El nombre de este bajo americano de voz poderosa se ha convertido en imprescindible en los complejos papeles verdianos y wagnerianos que reclaman vocalidades poco comunes, no sólo a nivel de tesituras, sino también en cuanto a la capacidad física necesaria para asumir el reto que suponen, por no hablar de la evidente madurez psicológica inherente a la intimidadora oscuridad de estos personajes.

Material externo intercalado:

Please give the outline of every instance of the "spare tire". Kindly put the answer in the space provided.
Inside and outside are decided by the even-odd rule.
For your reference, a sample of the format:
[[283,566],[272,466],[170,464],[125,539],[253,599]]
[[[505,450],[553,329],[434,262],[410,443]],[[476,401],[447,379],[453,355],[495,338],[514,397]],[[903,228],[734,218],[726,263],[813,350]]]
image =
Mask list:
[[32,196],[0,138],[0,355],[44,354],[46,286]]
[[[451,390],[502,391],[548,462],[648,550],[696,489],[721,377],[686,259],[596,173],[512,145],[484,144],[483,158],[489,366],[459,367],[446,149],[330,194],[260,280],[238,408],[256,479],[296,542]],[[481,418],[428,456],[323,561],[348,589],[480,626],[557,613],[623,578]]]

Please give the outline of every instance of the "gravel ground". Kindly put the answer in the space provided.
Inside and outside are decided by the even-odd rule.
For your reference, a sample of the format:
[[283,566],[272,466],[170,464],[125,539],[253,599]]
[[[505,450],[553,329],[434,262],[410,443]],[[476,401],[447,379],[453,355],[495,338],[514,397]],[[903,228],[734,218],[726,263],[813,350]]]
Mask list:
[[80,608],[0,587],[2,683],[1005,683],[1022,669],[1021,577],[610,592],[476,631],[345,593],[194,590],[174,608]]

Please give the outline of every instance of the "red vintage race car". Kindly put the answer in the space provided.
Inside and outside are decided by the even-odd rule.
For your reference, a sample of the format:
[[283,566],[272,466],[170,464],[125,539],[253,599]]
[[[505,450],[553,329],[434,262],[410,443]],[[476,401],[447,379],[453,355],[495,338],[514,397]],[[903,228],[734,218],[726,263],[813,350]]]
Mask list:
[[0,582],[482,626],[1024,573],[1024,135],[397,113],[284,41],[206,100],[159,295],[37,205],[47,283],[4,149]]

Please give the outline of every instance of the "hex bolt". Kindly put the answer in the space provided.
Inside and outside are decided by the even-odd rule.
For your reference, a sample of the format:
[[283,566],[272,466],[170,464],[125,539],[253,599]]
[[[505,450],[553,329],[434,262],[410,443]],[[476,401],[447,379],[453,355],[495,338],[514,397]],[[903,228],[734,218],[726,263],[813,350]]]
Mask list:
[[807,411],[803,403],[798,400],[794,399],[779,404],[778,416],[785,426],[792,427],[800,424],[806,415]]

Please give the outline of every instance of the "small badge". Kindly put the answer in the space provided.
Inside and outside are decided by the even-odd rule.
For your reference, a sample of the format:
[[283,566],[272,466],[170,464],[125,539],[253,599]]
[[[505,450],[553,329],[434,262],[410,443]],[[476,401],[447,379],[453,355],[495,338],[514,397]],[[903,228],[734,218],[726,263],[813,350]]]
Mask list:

En este sentido, Halfvarson ha demostrado una solvencia constantemente alabada por la crítica, ya sea por los roles mencionados, por su participación en el Fidelio que aplaudió el Washington Post, los papeles a Die Walküre, Parsifal y Das Rheingold (con Rattle y Badea entre otros), o por otro de sus grandes éxitos como Barbablava: “aportó no sólo potencia, sino pathos al rol del aterrador noble. Podía ser digno y estentóreo al mostrar el reino sobre el que gobierna, abominable al cantar los secretos del castillo sombrío, o aterrador al instar a Judith a dejar de pedir las llaves de las puertas. No obstante, en todo rezumaba una tristeza subyacente a su propio poder intimidador y horrible pasado, e incluso cuando cantaba suavemente […] su voz de articulación penetrante irradiaba fuerza.”